Ministra da Mulher da Família e dos Direitos Humanos (evangelismo
reacionário): “Neste momento de pandemia a gente tá vendo aí a palhaçada
do STF trazer o aborto de novo para a pauta, e lá tava a questão de …
as mulheres que são vítima do zika vírus vão abortar, e agora vem do
coronavírus? Será que vão querer liberar que todos que tiveram
coronavírus poderão abortar no Brasil? Vão liberar geral? (dirigindo-se
ao Ministro da Saúde) O seu ministério, ministro, tá lotado de feminista
que tem uma pauta única que é a liberação de aborto… Porque nós
recebemos a notícia que haveria contaminação criminosa em Roraima e
Amazônia, de propósito, em índios, pra dizimar aldeias e povos inteiro
pra colocar nas costas do presidente”.
Ministro da Economia (feira de vaidades): “Eu conheço profundamente,
no detalhe, não é de ouvir falar. É de ler oito livros sobre cada
reconstrução dessa (Alemanha, Chile). Então, eu li Keynes, é … três
vezes no original antes de eu chegar a Chicago. Então pra mim não tem
música, não tem dogma, não tem blá-blá-blá”.

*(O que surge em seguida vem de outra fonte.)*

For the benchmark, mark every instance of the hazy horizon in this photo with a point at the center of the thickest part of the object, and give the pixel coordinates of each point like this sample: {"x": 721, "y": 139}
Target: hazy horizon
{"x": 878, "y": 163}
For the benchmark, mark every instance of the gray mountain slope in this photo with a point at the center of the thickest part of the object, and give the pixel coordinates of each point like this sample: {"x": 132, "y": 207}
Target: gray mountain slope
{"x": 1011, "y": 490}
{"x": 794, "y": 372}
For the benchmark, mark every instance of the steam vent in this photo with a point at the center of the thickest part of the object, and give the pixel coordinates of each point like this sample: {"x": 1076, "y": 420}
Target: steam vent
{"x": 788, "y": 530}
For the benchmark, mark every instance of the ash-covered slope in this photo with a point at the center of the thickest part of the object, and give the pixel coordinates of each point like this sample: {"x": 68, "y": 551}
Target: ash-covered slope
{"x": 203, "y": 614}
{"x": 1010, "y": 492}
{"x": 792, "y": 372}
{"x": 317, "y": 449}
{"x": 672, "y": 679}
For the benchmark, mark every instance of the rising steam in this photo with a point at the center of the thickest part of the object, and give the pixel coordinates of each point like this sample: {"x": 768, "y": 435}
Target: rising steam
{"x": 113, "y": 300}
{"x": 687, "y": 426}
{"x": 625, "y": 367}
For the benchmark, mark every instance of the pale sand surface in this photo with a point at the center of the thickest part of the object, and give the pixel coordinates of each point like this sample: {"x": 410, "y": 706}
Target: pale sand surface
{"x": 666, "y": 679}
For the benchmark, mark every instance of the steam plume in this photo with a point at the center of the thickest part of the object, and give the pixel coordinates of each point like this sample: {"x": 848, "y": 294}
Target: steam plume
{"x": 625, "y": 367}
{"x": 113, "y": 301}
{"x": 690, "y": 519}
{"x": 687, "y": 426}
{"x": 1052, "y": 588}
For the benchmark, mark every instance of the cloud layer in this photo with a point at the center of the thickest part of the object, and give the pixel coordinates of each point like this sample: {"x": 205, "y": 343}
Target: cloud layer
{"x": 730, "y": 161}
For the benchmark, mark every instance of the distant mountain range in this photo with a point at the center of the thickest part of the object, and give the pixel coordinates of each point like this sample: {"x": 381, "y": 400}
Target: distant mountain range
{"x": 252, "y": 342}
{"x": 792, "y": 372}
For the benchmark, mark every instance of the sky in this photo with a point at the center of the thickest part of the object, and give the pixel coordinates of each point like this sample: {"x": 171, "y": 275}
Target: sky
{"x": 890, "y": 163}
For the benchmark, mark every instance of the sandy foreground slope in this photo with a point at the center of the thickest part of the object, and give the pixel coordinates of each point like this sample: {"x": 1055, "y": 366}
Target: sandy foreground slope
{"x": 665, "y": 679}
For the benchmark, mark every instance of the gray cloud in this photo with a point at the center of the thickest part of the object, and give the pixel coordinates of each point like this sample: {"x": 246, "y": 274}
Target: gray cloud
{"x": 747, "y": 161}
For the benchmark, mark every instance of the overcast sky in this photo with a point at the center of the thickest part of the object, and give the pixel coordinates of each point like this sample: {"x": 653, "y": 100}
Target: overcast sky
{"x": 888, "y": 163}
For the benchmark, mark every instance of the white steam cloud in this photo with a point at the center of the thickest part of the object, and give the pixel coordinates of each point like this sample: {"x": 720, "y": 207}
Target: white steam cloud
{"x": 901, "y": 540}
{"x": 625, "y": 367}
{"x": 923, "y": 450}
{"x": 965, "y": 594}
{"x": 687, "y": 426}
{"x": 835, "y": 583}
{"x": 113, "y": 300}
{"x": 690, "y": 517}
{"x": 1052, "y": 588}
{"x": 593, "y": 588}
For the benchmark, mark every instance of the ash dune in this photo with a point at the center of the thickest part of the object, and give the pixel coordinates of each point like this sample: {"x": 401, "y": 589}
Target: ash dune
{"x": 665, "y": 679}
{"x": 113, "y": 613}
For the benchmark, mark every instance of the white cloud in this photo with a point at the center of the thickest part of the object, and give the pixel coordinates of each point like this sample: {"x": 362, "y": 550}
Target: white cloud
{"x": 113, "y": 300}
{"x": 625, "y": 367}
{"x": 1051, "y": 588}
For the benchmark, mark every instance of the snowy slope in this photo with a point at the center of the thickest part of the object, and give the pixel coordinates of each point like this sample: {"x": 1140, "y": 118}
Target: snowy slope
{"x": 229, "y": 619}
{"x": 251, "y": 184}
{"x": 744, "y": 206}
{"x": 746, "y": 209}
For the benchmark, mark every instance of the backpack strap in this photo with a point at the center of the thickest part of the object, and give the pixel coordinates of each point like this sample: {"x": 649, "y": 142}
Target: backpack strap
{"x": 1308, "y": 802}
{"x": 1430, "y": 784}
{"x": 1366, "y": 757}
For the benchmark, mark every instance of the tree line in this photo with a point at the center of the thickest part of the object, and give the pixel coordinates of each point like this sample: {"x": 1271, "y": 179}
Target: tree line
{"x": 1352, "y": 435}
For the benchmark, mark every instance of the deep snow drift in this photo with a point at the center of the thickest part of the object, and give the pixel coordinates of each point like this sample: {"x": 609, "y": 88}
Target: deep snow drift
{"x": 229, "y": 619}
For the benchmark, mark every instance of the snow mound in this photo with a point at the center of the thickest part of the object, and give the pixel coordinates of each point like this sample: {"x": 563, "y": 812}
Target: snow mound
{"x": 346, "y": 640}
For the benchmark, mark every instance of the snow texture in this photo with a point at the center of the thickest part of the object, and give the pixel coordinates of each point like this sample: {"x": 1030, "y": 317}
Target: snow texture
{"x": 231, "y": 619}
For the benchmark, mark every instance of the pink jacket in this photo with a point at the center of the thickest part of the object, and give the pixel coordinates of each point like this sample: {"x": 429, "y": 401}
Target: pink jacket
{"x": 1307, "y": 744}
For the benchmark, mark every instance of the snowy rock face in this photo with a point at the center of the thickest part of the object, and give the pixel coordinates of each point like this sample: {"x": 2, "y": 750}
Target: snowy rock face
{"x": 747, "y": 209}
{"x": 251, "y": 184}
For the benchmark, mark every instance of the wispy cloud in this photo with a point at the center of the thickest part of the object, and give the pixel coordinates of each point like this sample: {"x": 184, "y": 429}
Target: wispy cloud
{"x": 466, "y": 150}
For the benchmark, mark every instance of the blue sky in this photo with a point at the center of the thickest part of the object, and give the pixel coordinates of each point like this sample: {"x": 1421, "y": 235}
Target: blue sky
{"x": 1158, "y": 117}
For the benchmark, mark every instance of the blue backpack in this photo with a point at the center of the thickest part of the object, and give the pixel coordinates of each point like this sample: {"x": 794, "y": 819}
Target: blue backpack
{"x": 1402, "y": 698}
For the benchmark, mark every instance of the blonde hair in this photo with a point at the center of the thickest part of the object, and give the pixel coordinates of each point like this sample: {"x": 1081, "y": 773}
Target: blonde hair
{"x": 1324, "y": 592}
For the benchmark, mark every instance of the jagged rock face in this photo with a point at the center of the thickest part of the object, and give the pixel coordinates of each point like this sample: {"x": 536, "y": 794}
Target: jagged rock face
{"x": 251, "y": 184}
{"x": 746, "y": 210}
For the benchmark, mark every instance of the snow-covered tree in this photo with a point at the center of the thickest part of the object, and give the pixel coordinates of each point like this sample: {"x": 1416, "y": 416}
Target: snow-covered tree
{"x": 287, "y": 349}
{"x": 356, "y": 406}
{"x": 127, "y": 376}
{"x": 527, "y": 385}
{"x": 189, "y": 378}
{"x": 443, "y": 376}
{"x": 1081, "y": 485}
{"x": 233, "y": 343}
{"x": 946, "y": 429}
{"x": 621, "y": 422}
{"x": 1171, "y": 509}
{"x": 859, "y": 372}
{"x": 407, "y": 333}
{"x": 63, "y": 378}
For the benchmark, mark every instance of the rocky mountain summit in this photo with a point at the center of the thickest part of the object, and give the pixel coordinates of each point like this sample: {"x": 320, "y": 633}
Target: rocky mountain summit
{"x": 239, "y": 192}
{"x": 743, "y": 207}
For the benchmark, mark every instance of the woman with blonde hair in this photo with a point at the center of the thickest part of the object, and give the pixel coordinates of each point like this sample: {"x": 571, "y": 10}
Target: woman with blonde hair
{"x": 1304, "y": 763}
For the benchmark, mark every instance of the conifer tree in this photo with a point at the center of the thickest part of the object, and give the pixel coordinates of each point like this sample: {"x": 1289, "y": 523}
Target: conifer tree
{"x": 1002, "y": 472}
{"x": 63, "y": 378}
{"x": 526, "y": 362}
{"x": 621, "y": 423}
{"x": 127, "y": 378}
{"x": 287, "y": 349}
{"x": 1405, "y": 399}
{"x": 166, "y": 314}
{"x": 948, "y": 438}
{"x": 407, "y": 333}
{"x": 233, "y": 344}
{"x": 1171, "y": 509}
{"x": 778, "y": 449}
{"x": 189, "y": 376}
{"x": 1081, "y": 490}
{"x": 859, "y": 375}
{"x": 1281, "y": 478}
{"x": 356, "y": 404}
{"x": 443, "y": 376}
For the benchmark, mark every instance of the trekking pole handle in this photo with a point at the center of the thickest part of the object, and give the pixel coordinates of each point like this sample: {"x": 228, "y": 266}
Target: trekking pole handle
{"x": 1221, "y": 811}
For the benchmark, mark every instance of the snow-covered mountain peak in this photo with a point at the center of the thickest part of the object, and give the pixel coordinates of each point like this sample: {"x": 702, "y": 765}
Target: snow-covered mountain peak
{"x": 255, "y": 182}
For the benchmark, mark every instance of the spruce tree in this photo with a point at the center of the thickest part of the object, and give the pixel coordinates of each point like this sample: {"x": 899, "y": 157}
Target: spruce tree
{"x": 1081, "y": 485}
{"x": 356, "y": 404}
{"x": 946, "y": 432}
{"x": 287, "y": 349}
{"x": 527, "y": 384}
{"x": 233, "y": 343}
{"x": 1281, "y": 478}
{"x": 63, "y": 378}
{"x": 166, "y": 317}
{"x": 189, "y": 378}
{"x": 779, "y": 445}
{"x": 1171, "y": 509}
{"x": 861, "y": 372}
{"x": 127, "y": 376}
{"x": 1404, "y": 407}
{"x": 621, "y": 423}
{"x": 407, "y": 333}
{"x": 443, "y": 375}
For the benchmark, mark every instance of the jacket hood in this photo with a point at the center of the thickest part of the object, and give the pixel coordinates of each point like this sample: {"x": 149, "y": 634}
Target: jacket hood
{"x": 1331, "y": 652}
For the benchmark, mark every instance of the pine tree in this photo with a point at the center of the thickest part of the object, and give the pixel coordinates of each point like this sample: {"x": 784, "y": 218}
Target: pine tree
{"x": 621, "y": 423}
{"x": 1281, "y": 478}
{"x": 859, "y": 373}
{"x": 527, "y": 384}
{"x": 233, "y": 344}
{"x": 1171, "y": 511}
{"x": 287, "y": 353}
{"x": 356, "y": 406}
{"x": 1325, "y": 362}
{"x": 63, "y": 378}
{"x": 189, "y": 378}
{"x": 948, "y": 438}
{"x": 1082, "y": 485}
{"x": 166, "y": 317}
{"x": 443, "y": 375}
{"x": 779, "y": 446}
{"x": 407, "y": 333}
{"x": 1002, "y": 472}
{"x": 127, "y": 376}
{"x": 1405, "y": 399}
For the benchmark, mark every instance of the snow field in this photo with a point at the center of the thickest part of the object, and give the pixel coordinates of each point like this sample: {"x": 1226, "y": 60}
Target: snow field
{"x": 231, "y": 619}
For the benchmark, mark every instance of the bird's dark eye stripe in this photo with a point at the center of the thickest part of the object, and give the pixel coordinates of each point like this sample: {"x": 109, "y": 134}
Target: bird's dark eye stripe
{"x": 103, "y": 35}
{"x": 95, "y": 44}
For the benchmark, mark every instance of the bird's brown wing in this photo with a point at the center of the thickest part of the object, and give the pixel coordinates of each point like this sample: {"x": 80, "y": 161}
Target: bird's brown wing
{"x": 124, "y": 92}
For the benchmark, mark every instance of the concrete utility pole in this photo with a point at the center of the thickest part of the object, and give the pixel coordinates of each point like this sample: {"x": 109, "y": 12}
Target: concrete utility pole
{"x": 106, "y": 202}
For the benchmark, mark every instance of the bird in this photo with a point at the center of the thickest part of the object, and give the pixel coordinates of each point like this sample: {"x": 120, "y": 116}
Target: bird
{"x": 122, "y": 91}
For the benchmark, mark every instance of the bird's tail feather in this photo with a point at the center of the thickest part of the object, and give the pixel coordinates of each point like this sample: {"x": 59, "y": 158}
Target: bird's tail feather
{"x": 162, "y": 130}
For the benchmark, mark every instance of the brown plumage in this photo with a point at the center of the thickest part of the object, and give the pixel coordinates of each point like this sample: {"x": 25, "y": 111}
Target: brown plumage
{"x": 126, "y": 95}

Nada disto é novo. Sobre o que disse o Presidente, basta referir que,
depois das eleições de 1932, foi assim que se expressou Hitler,
invocando a necessidade da ditadura para se defender da ditadura…da
democracia. A reunião teve lugar no dia em que o Brasil ultrapassava a
casa de 3.000 mortos pelo coronavírus. Este, no entanto, foi um tema
ausente. Ou, ainda mais perversamente, pretendeu-se usar a preocupação
mediática com a pandemia para fazer avançar a perda de direitos, os
casinos, a privatização, o desmatamento da Amazônia e a eliminação das
restrições ambientais. O sistema democrático brasileiro está em tamanho
desequilíbrio que vive um momento de bifurcação, uma qualquer ação ou
omissão política tanto o pode resgatar como afundar de vez.
------------- (*) Sociólogo, diretor do Centro de Estudos Sociais da Universidade de Coimbra. Publicado originalmente no jornal Público, de Portugal.